Apache2 logrotate kills existing connections on server

/etc/logrotate.d/apache2 is a conffile, meaning your changes won't get
overwritten by us on upgrade, so feel free to change your local version. The
default is to do a hard restart because we've seen many other instances where
graceful would cause the server to die completely when some rogue extension or
other segfaults as the parent reloads, leaving you with NO apache from 6:25
onward. I decided at that time that the current compromise was the lesser of
two evils.

I'm still trying to figure out the best way to serve everyone well here without
the world blowing up. ;)

Hmmm... Well, it's good to hear that it's a config file.. but I think doing a
hard restart is really bad. I do understand your concern that the server going
down at 6:30 would be really bad though. I think with an apachectl restart.. if
they broke their config file, the server would go down aswell. Verses graceful
if there's a broken config file, it WON'T graceful at all (EG: staying up under
the working config)

Maybe it's the "other guys problem" in me that says it should be a graceful
restart, but I have to imagine the majority of users don't have busted/broken
apache plugins in their production environments. So I would assume this apache
crashing problem affects the minority of users. The hard restart at 6:30am,
affects ALL ubuntu users. Since apache is one of the premier services that will
be run on ubuntu servers, I can't imagine it would be acceptable to need to go
down to rotate the logs.

I realize I can change this by modifying that file, and I certainly have... but
there's NO WAY anybody else is going to ever notice this until it's too late.
The only reason why I noticed this is because an API call (Business logic call
over SOAP) was running at 6:30am, and got terminated mid-communiucation. This
left the database of that site in a damaged condition. (These servers are not
in production for us yet.. but it would have broken any of our production
systems if we had ubuntu in production).

One of two things should be done:
* Ask the user when installing/updating the apache, if they want everybody to be
booted at 6:30am, or possibly risk apache crashing if your apache is unstable/broken
* Write a script that checks for apache crashing, and notify the administrator
that their system is broken

The script would work something like this:

if (Check the pid file exists) {
 if (Check the apache process running)) {
  apachectl graceful
  sleep 10
  if (!(Check the pid file exists) || !(Check the apache process is running)) {
   apachectl start
   Email administrator saying apache crashed during log rotate, and the issue
needs to be delt with immediately (EG: SSL services restarted... etc.)
  }
 }
}

I feel like the latter solution is the best... since it should take care of your
concern that apache will be down going forward after the log rotate.

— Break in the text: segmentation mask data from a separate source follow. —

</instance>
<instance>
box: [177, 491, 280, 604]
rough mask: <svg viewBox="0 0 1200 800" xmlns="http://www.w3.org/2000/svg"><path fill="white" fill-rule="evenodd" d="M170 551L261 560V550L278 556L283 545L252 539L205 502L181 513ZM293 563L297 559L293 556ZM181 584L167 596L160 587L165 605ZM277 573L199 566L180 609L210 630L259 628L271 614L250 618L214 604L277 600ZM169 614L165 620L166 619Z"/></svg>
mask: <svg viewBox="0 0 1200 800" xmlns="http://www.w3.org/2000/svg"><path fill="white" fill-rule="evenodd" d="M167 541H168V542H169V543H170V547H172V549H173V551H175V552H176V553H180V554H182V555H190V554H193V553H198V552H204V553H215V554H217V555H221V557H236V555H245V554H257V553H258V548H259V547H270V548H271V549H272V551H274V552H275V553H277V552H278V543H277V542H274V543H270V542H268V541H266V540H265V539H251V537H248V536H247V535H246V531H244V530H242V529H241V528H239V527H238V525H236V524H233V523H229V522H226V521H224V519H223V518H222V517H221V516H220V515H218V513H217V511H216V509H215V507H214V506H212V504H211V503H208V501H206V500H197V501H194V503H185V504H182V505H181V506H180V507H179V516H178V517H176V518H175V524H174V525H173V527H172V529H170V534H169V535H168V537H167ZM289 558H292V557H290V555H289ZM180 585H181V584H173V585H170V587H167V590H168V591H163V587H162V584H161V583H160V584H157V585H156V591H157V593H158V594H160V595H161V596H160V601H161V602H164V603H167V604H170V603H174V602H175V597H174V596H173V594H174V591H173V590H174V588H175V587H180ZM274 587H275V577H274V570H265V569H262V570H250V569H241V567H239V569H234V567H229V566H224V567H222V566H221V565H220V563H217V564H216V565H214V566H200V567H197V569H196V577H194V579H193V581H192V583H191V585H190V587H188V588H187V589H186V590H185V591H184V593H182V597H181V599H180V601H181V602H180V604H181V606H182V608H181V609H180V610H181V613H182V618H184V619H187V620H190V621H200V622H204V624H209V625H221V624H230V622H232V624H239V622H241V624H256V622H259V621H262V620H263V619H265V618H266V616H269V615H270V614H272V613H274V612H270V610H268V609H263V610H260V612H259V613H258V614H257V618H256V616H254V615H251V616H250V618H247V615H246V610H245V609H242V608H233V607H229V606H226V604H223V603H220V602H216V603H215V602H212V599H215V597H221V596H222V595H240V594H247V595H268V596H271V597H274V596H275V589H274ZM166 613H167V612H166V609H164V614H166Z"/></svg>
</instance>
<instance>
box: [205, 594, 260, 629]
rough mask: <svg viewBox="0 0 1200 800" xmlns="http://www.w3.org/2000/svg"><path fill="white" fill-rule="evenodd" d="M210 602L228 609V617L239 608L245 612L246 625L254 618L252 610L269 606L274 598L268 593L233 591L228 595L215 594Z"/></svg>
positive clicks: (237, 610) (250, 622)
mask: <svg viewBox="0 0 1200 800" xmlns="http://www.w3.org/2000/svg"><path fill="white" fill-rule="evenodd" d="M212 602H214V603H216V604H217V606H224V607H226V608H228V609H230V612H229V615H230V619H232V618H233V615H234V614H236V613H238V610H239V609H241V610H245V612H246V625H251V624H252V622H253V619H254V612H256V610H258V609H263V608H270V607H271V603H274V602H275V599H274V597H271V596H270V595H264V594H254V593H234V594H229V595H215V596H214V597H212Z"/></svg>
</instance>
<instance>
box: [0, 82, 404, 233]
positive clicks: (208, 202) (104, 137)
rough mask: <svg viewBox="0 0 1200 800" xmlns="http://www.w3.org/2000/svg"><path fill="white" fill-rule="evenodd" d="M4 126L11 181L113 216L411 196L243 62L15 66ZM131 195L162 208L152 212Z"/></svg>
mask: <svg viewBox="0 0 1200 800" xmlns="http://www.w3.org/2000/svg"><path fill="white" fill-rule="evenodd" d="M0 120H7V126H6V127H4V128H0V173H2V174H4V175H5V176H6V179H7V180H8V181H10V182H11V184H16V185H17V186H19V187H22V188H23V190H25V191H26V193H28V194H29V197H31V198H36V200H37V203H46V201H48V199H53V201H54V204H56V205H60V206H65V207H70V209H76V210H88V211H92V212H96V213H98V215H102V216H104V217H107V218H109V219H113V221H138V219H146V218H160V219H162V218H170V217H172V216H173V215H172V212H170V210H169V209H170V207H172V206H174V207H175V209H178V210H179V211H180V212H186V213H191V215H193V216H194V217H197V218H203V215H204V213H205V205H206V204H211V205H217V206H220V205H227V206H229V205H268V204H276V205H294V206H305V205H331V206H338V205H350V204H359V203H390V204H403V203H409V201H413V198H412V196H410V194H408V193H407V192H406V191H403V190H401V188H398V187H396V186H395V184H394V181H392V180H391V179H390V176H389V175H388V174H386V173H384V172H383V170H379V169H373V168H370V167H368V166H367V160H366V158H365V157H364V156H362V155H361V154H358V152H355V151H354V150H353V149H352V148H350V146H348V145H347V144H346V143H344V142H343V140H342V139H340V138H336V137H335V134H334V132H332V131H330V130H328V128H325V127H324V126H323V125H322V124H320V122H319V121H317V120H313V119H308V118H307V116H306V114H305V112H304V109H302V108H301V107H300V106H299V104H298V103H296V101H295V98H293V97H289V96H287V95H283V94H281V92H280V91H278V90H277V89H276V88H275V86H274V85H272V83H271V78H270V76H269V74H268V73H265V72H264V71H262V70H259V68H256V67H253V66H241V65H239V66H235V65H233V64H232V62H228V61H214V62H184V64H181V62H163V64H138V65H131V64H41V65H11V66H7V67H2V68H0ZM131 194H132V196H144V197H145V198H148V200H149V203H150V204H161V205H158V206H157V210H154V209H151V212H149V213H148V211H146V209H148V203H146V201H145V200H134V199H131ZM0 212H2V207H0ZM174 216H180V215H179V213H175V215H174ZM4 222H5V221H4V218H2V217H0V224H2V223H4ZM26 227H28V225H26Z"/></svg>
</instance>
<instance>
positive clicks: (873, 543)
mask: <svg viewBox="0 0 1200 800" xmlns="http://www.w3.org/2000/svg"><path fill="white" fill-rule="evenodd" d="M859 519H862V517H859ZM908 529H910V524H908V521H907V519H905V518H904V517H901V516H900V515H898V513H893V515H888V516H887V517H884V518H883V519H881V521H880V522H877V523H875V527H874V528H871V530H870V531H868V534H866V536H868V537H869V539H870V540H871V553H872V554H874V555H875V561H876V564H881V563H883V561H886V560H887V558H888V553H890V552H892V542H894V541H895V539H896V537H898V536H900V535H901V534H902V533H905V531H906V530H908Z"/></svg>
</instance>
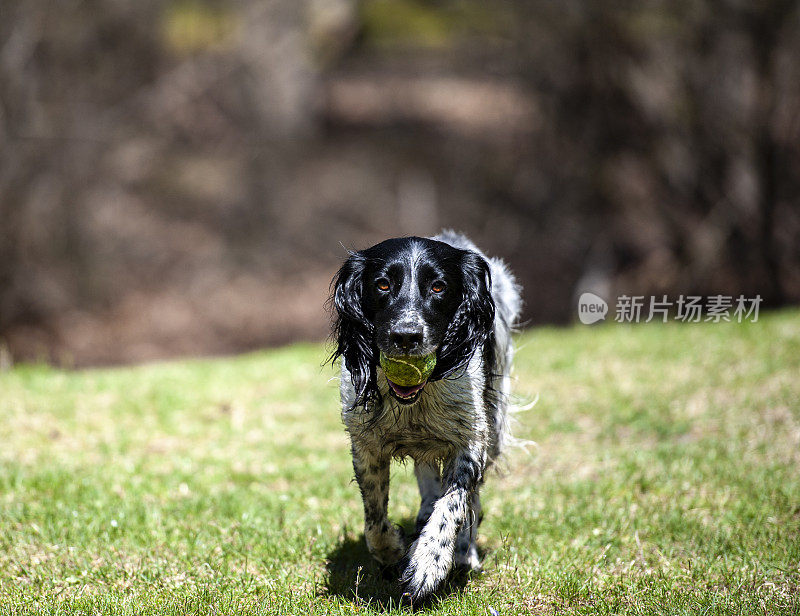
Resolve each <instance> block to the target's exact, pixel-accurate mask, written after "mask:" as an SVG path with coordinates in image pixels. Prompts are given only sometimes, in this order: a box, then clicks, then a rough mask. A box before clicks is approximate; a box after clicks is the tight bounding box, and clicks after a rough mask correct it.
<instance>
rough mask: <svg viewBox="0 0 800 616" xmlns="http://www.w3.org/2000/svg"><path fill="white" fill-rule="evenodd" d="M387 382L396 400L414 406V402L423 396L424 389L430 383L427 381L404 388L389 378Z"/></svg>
mask: <svg viewBox="0 0 800 616" xmlns="http://www.w3.org/2000/svg"><path fill="white" fill-rule="evenodd" d="M386 381H387V382H388V383H389V391H390V392H391V394H392V396H393V397H394V399H395V400H397V401H398V402H400V404H414V402H416V401H417V400H418V399H419V397H420V395H421V394H422V388H423V387H425V385H426V384H427V383H428V381H425V382H424V383H421V384H420V385H412V386H411V387H404V386H403V385H398V384H397V383H393V382H392V381H391V380H389V379H388V378H387V379H386Z"/></svg>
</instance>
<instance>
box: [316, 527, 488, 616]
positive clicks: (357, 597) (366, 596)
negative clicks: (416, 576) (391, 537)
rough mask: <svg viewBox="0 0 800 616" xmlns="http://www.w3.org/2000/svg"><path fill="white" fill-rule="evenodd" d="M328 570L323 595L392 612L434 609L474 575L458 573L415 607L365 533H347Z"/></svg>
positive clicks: (410, 529) (398, 574)
mask: <svg viewBox="0 0 800 616" xmlns="http://www.w3.org/2000/svg"><path fill="white" fill-rule="evenodd" d="M401 525H402V527H403V529H404V530H405V531H406V537H412V535H413V533H414V519H413V518H408V519H406V520H403V522H402V524H401ZM325 568H326V570H327V578H326V583H325V585H324V587H323V588H322V590H321V591H320V594H321V595H328V596H336V597H341V598H343V599H346V600H348V601H353V602H355V603H357V604H359V605H361V606H364V607H367V606H368V607H372V608H374V609H377V610H379V611H389V610H392V609H395V608H398V607H406V608H408V607H411V608H415V609H419V608H426V607H432V606H434V605H436V604H438V603H440V602H441V601H442V600H443V599H445V598H446V597H448V596H449V595H451V594H453V593H455V592H457V591H458V590H460V589H462V588H464V587H465V586H466V585H467V583H468V582H469V580H470V579H471V578H472V577H473V576H474V575H475V574H474V573H469V572H464V571H460V570H458V571H454V572H452V573H451V574H450V576H449V577H448V579H447V581H446V582H445V584H444V585H443V586H442V588H441V589H440V590H439V591H438V592H437V593H436V594H435V595H434V596H433V597H431V598H430V599H428V600H426V601H425V602H424V603H423V604H422V605H414V606H411V605H409V604H408V603H407V602H403V601H402V600H401V596H400V595H401V591H400V585H399V583H398V577H399V574H400V572H399V570H398V569H397V568H396V567H388V568H382V567H380V566H379V565H378V564H377V563H376V562H375V560H374V559H373V558H372V556H371V555H370V553H369V551H368V550H367V544H366V542H365V540H364V535H363V533H362V534H360V535H358V537H353V535H351V534H349V533H345V536H344V538H343V539H342V540H341V541H340V542H339V544H338V545H337V546H336V547H335V548H334V549H333V550H331V552H330V553H329V554H328V557H327V560H326V565H325Z"/></svg>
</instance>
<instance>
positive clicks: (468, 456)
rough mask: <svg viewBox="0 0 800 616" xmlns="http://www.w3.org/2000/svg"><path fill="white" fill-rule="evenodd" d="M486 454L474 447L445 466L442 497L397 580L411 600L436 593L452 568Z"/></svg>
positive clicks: (425, 524)
mask: <svg viewBox="0 0 800 616" xmlns="http://www.w3.org/2000/svg"><path fill="white" fill-rule="evenodd" d="M485 464H486V452H485V449H484V448H483V447H480V446H477V445H475V446H474V447H471V448H469V449H467V450H464V451H461V452H460V453H458V454H457V455H456V456H455V457H454V458H453V459H452V460H451V461H450V462H449V463H447V464H446V465H445V468H444V473H443V481H442V487H443V494H442V496H441V498H439V500H437V501H436V504H435V505H434V507H433V512H432V513H431V515H430V518H428V521H427V523H426V524H425V526H424V527H423V529H422V532H420V534H419V537H418V538H417V540H416V541H415V542H414V543H413V544H412V545H411V548H410V549H409V551H408V562H407V564H406V566H405V570H404V571H403V574H402V576H401V578H400V582H401V584H402V585H403V591H404V594H405V595H407V596H408V597H410V598H411V599H412V600H413V601H419V600H421V599H424V598H425V597H426V596H428V595H429V594H430V593H432V592H433V591H435V590H436V589H437V588H438V587H439V585H440V584H441V583H442V582H443V581H444V579H445V578H446V577H447V574H448V573H449V572H450V569H451V568H452V566H453V551H454V548H455V543H456V537H457V535H458V532H459V531H460V530H461V529H462V528H463V527H464V525H465V523H467V521H468V516H469V515H470V507H471V501H472V497H473V494H474V493H475V490H476V489H477V488H478V485H479V484H480V481H481V477H482V476H483V469H484V467H485Z"/></svg>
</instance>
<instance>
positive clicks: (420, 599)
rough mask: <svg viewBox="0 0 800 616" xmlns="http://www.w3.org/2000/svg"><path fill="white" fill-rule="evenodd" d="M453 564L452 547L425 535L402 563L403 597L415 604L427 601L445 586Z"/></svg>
mask: <svg viewBox="0 0 800 616" xmlns="http://www.w3.org/2000/svg"><path fill="white" fill-rule="evenodd" d="M442 541H446V540H442ZM452 564H453V557H452V547H451V546H448V545H442V544H441V541H440V540H438V539H434V538H431V537H426V536H425V535H424V534H423V535H421V536H420V537H419V538H418V539H417V540H416V541H415V542H414V543H413V544H412V545H411V548H410V549H409V551H408V555H407V556H406V558H405V560H404V562H403V564H402V567H403V574H402V575H401V576H400V588H401V591H402V596H403V598H404V599H406V600H409V601H411V603H418V602H421V601H423V600H425V599H426V598H427V597H429V596H430V595H431V594H432V593H433V592H435V591H436V590H437V589H438V588H439V586H441V584H442V582H443V581H444V580H445V578H446V577H447V574H448V573H449V572H450V568H451V566H452Z"/></svg>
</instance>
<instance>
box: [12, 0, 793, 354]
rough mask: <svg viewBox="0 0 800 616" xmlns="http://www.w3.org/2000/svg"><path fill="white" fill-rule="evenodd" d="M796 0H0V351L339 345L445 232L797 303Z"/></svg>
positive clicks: (78, 352)
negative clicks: (352, 272)
mask: <svg viewBox="0 0 800 616" xmlns="http://www.w3.org/2000/svg"><path fill="white" fill-rule="evenodd" d="M799 200H800V15H799V11H798V2H794V1H788V0H759V1H757V2H756V1H752V0H720V1H715V2H712V1H707V2H701V1H694V0H686V1H679V2H670V3H664V2H655V1H646V0H636V1H630V2H626V1H592V2H589V1H578V0H565V1H561V2H551V1H545V0H541V1H531V0H529V1H522V0H520V1H516V2H515V1H505V2H481V1H478V0H453V1H448V0H362V1H360V2H357V1H355V0H258V1H256V0H241V1H236V2H235V1H227V2H222V1H212V0H208V1H195V0H60V1H59V2H52V1H46V0H2V3H0V345H2V349H3V351H2V355H3V357H4V360H3V361H6V362H7V361H9V360H21V359H34V360H46V361H51V362H56V363H59V364H64V365H68V366H85V365H97V364H107V363H125V362H136V361H144V360H152V359H157V358H164V357H171V356H178V355H186V354H225V353H235V352H239V351H243V350H247V349H252V348H256V347H261V346H265V345H277V344H284V343H287V342H291V341H295V340H321V339H324V338H325V336H326V335H327V331H328V322H329V320H328V315H327V313H326V312H325V310H324V307H323V305H324V302H325V300H326V298H327V296H328V285H329V282H330V279H331V277H332V275H333V273H334V272H335V270H336V268H337V267H338V265H339V264H340V263H341V261H342V260H343V258H345V257H346V249H359V248H364V247H367V246H369V245H371V244H373V243H376V242H378V241H380V240H382V239H385V238H387V237H391V236H400V235H408V234H414V235H430V234H434V233H436V232H437V231H438V230H439V229H441V228H442V227H453V228H456V229H459V230H462V231H465V232H466V233H468V234H469V235H470V236H471V237H472V238H473V239H474V240H475V241H476V242H477V243H478V245H479V246H481V247H482V248H483V249H484V250H485V251H487V252H488V253H489V254H493V255H498V256H502V257H503V258H504V259H505V260H506V261H507V262H509V263H510V265H511V266H512V268H513V270H514V272H515V273H516V275H517V276H518V278H519V280H520V282H521V283H522V284H523V285H524V289H525V294H524V296H525V302H526V307H525V315H524V317H525V319H526V321H527V323H529V324H537V323H564V322H568V321H570V320H572V319H573V318H574V317H575V316H576V310H575V307H574V300H575V297H576V294H578V293H579V292H581V291H583V290H586V289H590V288H591V289H594V290H596V291H599V292H600V293H601V294H605V296H606V297H609V298H612V297H615V296H617V295H619V294H621V293H635V294H640V295H654V294H659V295H660V294H664V293H666V294H670V295H673V296H677V295H678V294H690V293H691V294H698V295H708V294H712V293H714V294H715V293H723V294H739V293H743V294H745V295H748V296H754V295H755V294H757V293H758V294H761V296H762V297H763V298H764V302H765V303H764V306H773V307H775V306H779V305H782V304H786V303H789V302H798V301H800V207H799V206H798V203H799V202H800V201H799Z"/></svg>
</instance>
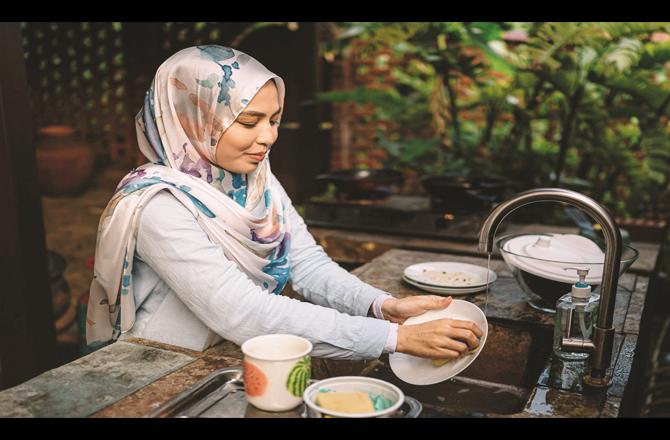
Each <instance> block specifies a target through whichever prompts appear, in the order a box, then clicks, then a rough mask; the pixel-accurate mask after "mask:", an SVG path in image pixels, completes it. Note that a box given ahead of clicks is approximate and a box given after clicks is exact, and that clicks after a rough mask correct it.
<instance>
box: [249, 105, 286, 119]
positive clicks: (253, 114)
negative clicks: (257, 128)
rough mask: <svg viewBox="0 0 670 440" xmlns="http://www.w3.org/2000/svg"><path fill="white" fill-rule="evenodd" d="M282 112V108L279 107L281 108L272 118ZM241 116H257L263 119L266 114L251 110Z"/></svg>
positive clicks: (261, 112) (280, 108) (278, 109)
mask: <svg viewBox="0 0 670 440" xmlns="http://www.w3.org/2000/svg"><path fill="white" fill-rule="evenodd" d="M280 112H281V107H279V108H278V109H277V111H276V112H274V113H273V114H272V116H276V115H278V114H279V113H280ZM240 116H254V117H255V116H258V117H261V118H262V117H263V116H265V113H263V112H257V111H253V110H249V111H246V112H242V113H240Z"/></svg>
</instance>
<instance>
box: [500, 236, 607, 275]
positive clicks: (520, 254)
mask: <svg viewBox="0 0 670 440" xmlns="http://www.w3.org/2000/svg"><path fill="white" fill-rule="evenodd" d="M502 250H503V251H505V252H507V253H508V254H505V253H503V256H506V257H507V258H506V259H508V260H509V262H510V263H512V264H513V265H515V266H517V267H518V268H519V269H522V270H525V271H527V272H530V273H532V274H533V275H536V276H539V277H543V278H547V279H550V280H553V281H560V282H564V283H574V282H575V281H577V280H578V276H577V273H576V272H575V271H571V270H566V268H570V267H576V266H578V267H585V268H588V269H589V274H588V276H587V277H586V282H588V283H589V284H592V285H598V284H600V283H601V281H602V273H603V265H604V262H605V253H604V252H603V251H601V250H600V247H598V245H597V244H596V243H594V242H593V241H592V240H590V239H588V238H586V237H583V236H581V235H576V234H526V235H519V236H516V237H513V238H510V239H509V240H507V241H505V243H504V245H503V249H502Z"/></svg>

Very interesting. With bad extension or bad config file, Apache would die on reload but still keep running on restart? That's new discovery.

According to README.Debian :

Since a graceful reload (/etc/init.d/apache2 reload) does not work reliably in
all situations, we use restart during logrotate. Since 2.2.3-5, we use 2.2's new
graceful-stop feature, so that restart should work even if apache is slow to
stop.

2.2.3-5 is in gutsy.

I have SSL running on Apache, and logrotate causes Apache to die completely once a week because it needs the passphrase to the SSL key to restart. Naturally it took me a couple of weeks to notice the pattern and realise that logrotate was causing this. It seems to me that anyone running SSL with a secure key will have this problem.

I think the script that Joe Kislo wrote above is the best solution for future versions.

Debian fixed this bug in apache2-2.2.4-1. Gutsy and Hardy have newer packages.